On Jun 17, 1:42 am, Zach Hobesh <hob...@gmail.com> wrote:
> On Tue, Jun 16, 2009 at 6:37 PM, Chris Rebert<c...@rebertia.com> wrote:
> > On Tue, Jun 16, 2009 at 6:21 PM, <hob...@gmail.com> wrote:
> >> Hey Dave,
>
> >> Thanks for the helpful responses.
>
> >>> Option 2 is what you get by default.  Naturally it depends on what the
> >>> application  is using to launch the batch file, but the most common cases
> >>> will launch a separate process.
>
> >> The app ended up delaying starting the second batch file until it finished
> >> the first.
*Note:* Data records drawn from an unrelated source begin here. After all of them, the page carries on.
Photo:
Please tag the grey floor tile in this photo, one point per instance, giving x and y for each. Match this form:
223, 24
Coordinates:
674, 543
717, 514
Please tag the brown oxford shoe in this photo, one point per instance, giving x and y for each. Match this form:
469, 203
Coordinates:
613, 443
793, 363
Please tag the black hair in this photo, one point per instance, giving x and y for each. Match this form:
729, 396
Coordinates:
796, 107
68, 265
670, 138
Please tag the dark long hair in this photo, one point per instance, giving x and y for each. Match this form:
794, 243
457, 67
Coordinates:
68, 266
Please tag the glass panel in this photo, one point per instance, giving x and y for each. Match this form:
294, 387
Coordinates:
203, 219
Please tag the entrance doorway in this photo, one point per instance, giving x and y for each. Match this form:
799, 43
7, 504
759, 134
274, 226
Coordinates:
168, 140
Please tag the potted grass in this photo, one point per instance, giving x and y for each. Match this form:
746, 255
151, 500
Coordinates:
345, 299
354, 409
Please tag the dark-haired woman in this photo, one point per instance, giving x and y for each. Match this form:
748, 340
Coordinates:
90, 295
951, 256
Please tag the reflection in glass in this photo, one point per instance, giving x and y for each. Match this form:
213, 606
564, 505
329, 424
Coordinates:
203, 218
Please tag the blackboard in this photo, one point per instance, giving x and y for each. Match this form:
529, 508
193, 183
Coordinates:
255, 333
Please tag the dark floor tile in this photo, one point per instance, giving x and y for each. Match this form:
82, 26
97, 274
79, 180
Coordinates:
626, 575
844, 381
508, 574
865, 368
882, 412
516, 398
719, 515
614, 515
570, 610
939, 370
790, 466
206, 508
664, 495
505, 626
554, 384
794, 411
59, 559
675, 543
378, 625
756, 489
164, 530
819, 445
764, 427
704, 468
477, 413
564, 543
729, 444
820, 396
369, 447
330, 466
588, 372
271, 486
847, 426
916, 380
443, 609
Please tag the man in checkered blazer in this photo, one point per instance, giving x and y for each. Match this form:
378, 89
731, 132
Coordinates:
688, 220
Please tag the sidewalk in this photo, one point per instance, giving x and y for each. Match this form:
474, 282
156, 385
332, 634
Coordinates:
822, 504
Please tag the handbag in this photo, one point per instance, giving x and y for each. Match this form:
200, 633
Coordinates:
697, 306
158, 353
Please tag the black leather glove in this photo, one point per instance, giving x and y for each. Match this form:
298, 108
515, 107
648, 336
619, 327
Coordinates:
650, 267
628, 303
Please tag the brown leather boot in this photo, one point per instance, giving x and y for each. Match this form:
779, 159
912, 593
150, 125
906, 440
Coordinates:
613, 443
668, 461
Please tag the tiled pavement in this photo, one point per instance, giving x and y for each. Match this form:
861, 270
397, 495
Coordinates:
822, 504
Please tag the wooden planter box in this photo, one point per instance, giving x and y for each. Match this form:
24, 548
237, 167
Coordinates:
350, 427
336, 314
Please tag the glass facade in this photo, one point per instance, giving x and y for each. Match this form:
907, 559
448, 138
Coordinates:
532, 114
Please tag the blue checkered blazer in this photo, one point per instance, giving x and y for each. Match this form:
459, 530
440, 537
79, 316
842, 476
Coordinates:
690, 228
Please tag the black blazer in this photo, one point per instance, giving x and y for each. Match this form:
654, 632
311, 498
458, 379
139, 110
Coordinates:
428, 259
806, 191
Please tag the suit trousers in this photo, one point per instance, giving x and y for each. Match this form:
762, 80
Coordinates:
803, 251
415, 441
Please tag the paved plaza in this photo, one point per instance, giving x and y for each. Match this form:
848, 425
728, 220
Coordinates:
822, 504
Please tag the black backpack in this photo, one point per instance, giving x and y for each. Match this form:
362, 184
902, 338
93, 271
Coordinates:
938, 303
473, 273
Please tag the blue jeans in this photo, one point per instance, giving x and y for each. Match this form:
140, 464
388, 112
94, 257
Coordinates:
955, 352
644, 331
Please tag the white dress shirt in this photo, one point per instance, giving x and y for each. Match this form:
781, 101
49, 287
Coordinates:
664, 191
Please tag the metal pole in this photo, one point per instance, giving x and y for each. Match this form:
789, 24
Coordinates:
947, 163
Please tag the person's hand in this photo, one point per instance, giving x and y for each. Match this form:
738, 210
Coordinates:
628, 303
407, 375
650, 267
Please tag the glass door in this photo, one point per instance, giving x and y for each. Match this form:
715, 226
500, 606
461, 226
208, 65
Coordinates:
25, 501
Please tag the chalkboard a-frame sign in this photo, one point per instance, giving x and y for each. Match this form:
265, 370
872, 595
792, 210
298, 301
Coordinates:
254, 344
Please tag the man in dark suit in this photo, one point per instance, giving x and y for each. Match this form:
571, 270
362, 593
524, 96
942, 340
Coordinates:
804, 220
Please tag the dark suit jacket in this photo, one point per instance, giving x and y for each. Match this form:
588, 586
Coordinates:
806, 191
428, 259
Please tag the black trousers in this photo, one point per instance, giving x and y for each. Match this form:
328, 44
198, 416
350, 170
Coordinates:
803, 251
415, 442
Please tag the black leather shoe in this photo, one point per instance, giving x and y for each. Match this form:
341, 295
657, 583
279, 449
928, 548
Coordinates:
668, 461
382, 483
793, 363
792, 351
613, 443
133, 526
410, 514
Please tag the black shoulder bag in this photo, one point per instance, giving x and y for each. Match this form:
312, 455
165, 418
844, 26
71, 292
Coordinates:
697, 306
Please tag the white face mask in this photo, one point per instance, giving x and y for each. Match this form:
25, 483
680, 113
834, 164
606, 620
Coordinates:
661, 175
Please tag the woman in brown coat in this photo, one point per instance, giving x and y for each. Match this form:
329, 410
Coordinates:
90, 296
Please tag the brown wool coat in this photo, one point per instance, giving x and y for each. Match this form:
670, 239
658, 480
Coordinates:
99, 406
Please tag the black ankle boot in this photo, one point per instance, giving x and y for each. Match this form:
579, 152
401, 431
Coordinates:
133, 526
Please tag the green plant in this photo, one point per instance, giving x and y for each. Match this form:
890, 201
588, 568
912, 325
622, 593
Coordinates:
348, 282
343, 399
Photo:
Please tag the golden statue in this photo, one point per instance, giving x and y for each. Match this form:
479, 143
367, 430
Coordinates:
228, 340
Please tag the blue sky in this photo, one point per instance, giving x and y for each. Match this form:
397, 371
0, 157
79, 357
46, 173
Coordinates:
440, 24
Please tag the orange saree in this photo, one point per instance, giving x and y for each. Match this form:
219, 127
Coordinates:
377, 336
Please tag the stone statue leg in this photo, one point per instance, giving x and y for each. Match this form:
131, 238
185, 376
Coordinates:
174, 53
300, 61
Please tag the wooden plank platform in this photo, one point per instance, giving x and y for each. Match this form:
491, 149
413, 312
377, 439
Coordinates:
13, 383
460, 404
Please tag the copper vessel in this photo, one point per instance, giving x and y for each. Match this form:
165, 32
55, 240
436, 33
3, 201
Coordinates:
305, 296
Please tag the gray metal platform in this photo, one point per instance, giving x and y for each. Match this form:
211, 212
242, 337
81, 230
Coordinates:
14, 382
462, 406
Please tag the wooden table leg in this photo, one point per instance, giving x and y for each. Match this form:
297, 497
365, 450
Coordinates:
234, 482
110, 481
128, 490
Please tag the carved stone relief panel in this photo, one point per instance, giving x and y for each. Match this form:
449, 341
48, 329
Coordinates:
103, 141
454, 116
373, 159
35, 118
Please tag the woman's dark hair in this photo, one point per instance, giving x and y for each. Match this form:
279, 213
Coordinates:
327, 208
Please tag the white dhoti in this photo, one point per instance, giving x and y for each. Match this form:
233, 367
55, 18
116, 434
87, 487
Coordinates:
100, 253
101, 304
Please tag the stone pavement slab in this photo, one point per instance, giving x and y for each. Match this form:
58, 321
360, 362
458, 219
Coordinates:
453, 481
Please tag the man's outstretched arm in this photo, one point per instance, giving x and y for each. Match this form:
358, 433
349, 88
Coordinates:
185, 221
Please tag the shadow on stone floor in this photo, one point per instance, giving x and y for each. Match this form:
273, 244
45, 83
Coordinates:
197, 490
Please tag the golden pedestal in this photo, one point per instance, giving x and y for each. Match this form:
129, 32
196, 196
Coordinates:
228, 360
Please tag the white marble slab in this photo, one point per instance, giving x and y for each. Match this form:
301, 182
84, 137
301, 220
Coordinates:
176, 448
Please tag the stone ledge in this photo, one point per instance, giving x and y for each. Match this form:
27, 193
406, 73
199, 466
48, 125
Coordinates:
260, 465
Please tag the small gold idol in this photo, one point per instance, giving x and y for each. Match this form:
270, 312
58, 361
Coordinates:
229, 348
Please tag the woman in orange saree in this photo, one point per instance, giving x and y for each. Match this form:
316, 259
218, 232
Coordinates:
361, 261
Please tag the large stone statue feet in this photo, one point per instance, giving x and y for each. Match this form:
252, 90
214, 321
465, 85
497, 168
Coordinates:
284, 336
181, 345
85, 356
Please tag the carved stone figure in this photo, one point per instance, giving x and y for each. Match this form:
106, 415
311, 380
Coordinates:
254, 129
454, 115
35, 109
I had the app trigger an infinite loop on completion, and sent
> >> two files through at the same time. The second file finished seconds after
> >> the first, but the batch file didn't trigger until I closed the first one.
>
> > Are you sure you aren't unknowingly having the app wait on the first
> > batch file process until it terminates? How exactly are you launching
> > the batch files?
>
> > Cheers,
> > Chris
> > --
> >http://blog.rebertia.com
>
> Hey Chris,
>
> I actually think that's what's happening, which is fine in my case
> (for now anyway) as I just need them all to complete, we don't need
> them running at the same time.  I'm using a job management system, and
> they have the option of triggering a command line after completing a
> job.
>
> A better/safer solution might be spawning another job and re-inserting
> to the jms queue.
>
> Thanks again,
>
> Zach


You might want to take a look at the Python-SIMPL toolkit (http://
www.icanprogram.com/06py/main.html).   SIMPL uses a Send/Receive/Reply
interprocess messaging scheme which will naturally queue requests for
you.   Without too much effort you may be able to reorient your scheme
to eliminate the batch file entirely.